Last week in reviewing a new steakhouse, The Bourbon Grill at El Gancho, I mentioned that I like to buy nice cuts of beef and cook steaks at home. I do this because a) it’s cheaper and b) I think it’s fun, plus c) I get to drink as much wine as I want while I’m cooking and d) I don’t have to put on real pants to do any of it. Win.

As I said, this doesn't really work for things like prime rib because a) it requires a Flintstone-sized roast, which b) is quite expensive and c) is just too much effort for a Tuesday night.

Filet mignon is another story. Yes, it's expensive if you buy two prepackaged steaks in the meat section at the grocery store. But here's a great secret: You can save a lot by buying a whole tenderloin and trimming it yourself. Last week at Costco, I bought a 7-pound tenderloin (USDA Choice, because Prime wasn't available) for $82 and turned it into 11 smallish filets, half a pound of what I called stir-fry slices and a pound of cubed meat, perfect for beef stroganoff or bourguignon or whatever you want to do with super tender little beef chunks.

That's less than $7 for a filet mignon. Not bad, eh?

If Costco doesn't work for you, ask the meat counter attendant at your favorite grocery store if they'll sell you a whole tenderloin.

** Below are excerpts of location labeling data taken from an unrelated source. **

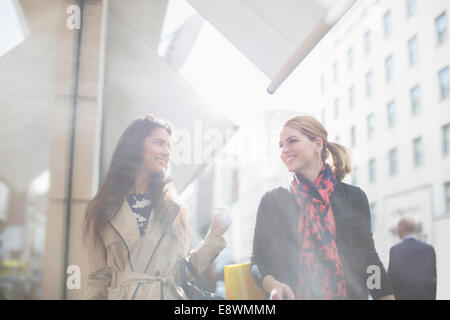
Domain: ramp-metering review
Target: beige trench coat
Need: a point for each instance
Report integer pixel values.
(116, 267)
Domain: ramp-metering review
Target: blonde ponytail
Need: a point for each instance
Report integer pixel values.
(341, 160)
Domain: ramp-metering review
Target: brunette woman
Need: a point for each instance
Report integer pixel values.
(135, 227)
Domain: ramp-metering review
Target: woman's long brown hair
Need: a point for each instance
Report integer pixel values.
(120, 179)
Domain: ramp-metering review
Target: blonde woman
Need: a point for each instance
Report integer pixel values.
(135, 228)
(313, 237)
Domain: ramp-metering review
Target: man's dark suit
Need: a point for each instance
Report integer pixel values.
(412, 270)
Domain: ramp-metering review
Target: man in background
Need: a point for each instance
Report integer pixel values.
(412, 265)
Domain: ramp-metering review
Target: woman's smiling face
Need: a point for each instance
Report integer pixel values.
(297, 151)
(157, 151)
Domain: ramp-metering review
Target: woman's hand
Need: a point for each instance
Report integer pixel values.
(277, 289)
(220, 223)
(389, 297)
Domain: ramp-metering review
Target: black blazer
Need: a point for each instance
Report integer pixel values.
(412, 270)
(276, 248)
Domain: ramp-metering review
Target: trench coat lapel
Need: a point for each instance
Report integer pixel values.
(125, 224)
(164, 213)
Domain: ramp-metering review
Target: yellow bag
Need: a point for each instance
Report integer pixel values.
(239, 283)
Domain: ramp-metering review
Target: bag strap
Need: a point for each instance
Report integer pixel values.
(194, 272)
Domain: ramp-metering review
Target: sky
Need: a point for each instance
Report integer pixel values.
(227, 80)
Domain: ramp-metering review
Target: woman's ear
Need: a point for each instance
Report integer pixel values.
(319, 144)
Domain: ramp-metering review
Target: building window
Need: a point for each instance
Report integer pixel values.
(350, 58)
(393, 162)
(335, 75)
(372, 171)
(413, 50)
(373, 216)
(446, 139)
(415, 99)
(418, 152)
(410, 7)
(367, 42)
(370, 125)
(369, 80)
(351, 96)
(353, 136)
(354, 176)
(441, 28)
(389, 62)
(391, 113)
(322, 83)
(336, 108)
(444, 82)
(387, 24)
(447, 197)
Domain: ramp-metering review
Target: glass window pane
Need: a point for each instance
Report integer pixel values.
(391, 113)
(444, 82)
(415, 99)
(387, 23)
(369, 80)
(441, 28)
(389, 68)
(446, 139)
(410, 7)
(367, 42)
(413, 50)
(418, 152)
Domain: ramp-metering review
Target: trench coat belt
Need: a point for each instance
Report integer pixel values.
(120, 278)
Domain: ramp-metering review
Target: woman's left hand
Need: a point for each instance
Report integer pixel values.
(220, 224)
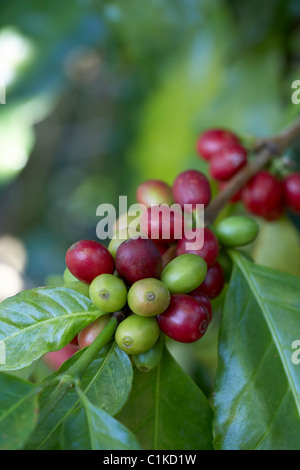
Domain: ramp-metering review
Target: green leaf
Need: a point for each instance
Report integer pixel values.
(37, 321)
(107, 383)
(167, 411)
(18, 412)
(278, 246)
(257, 399)
(90, 428)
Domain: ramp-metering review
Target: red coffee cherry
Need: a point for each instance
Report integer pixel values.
(154, 192)
(213, 140)
(292, 192)
(185, 320)
(210, 250)
(264, 195)
(204, 300)
(214, 282)
(227, 162)
(191, 187)
(162, 224)
(88, 259)
(138, 258)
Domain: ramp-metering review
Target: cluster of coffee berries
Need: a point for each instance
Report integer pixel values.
(265, 195)
(164, 279)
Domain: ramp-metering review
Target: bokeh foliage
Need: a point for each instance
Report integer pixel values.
(109, 93)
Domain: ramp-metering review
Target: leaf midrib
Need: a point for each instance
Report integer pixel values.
(49, 320)
(112, 349)
(260, 301)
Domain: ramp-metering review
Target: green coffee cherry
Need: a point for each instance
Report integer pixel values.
(148, 297)
(237, 231)
(117, 240)
(108, 293)
(226, 263)
(68, 276)
(79, 286)
(148, 360)
(184, 273)
(136, 334)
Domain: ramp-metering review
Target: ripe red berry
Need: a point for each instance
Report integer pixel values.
(191, 187)
(204, 300)
(185, 320)
(88, 259)
(138, 258)
(154, 192)
(163, 224)
(227, 162)
(292, 192)
(214, 281)
(213, 140)
(210, 250)
(264, 195)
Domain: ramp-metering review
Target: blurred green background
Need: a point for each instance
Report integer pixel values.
(101, 95)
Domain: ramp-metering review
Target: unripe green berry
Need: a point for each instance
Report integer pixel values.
(237, 231)
(184, 273)
(117, 240)
(79, 286)
(150, 359)
(136, 334)
(148, 297)
(108, 293)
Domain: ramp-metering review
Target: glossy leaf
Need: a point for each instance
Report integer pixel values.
(91, 428)
(258, 387)
(107, 384)
(37, 321)
(18, 412)
(278, 246)
(167, 411)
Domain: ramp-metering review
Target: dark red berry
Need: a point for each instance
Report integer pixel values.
(214, 281)
(227, 162)
(154, 192)
(211, 141)
(185, 320)
(88, 259)
(191, 187)
(138, 258)
(210, 250)
(292, 192)
(264, 195)
(237, 197)
(204, 300)
(162, 224)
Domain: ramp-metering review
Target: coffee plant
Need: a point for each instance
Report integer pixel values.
(121, 307)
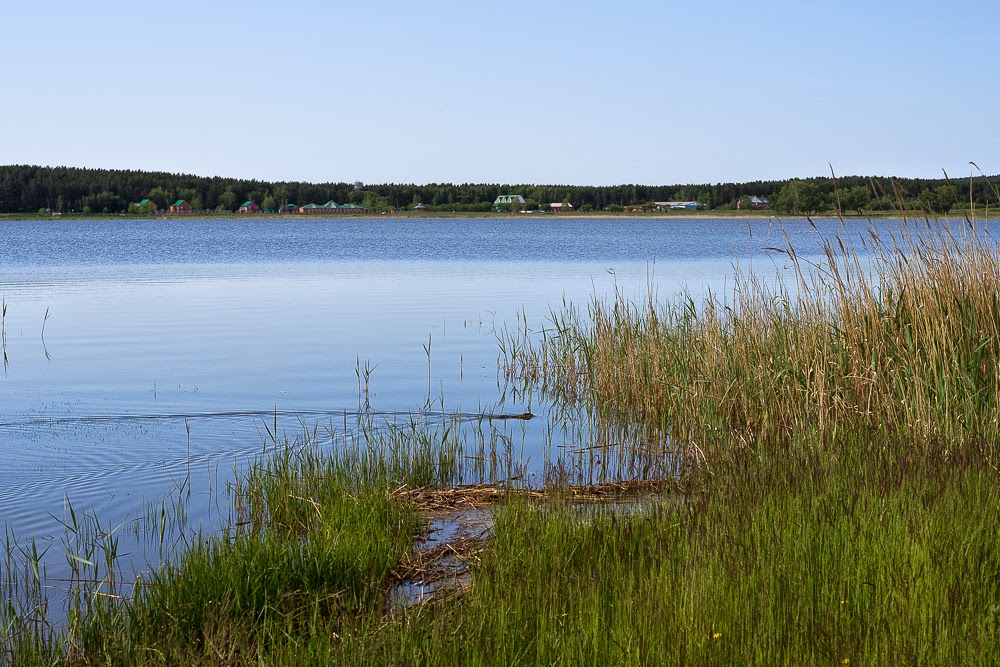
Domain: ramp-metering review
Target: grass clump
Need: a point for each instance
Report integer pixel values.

When you get it home, make a little bed of paper towels on the kitchen counter, near the sink. Then, holding the meat over the sink, cut open the plastic and allow the liquid to drain. Set the meat on the paper towels and pat it dry. Move it to the cutting board.

The best bargain in tenderloin isn't very pretty; it's a lumpy shape, all covered with weird chunks of fat and silverskin. This is why you paid less than $12 per pound for tenderloin. But believe me, it's worth it.

Now get familiar with your tenderloin. Notice there's a flat, skinny end to the meat and a wide, fat end. There's also a long piece of meat kind of stuck all along one side. We're going to separate this into three pieces.

First, use your fingers to peel off all the sheathing of fat and connective tissue that envelops the meat.

Pretty quickly, you see the three parts emerge. Pull the membrane away from the central part of the meat and use your knife to gently separate the chain (that long, skinny strip) from the tenderloin.

Put the chain on a plate or a piece of foil; we'll deal with it later.

Now, remove the other piece—the miniature roast that makes up half of the fat end of the tenderloin— and put it with the chain.

Next, we need to remove the silverskin, that long, shiny piece of tissue that runs the length of the tenderloin. Start at the bottom, and get the tip of your knife under the silverskin. If you've successfully removed the skin from a piece of salmon, use that same technique here. Lift and wiggle the silverskin as you gently work your knife underneath it, trying to take off as little meat as possible. It's not easy to do this well, so you may have some cleanup to do.

Now, you should have a pretty tenderloin.

Lay out another plate or piece of foil for the trimmings you want to keep for another purpose.

I like a little steak (4-6 ounces), and my dude likes a big one (6-8 ounces), plus I'm kind of fussy, so I use my kitchen scale to weigh out the pieces.

I cut the steaks and then weigh each one, wrap it in plastic and then in foil, and use a Sharpie to write the weight and the date on it.

I used trim and portion tenderloins all the time back when I worked in restaurants, and it was important to get them as uniform as possible, so that every customer's steak weighed as much as you promised, and they all looked equal when they came to the table.

But at home, this is probably not as important, so just cut steaks that look good to you. It's nice to have a variety of weights and thicknesses to reach for in the freezer.

A good piece of tenderloin is delicious when seasoned with salt and pepper, cooked in a hot cast iron pan. A little olive oil in the pan is good. Cooking the steak in beef fat is great.

If you want to dress it up a little, make a little sour cherry sauce while the cooked steaks are resting. Add some olive oil or beef fat to the pan if it's dry. Sauté a minced shallot or ¼ cup minced onion over medium heat, just until they're translucent. Add ¼ cup of port, cognac, madeira, sherry or whatever, and let it simmer until it's almost gone. Throw in a handful of dried tart cherries and ½ cup low-sodium beef. Simmer for a few minutes while the cherries plump and the sauce thickens. If you have demi-glace in the fridge, drop in a couple tablespoons of that. Otherwise, you can do butter. Or you can leave it. Either way, season the sauce with salt and pepper and pour it over your steaks.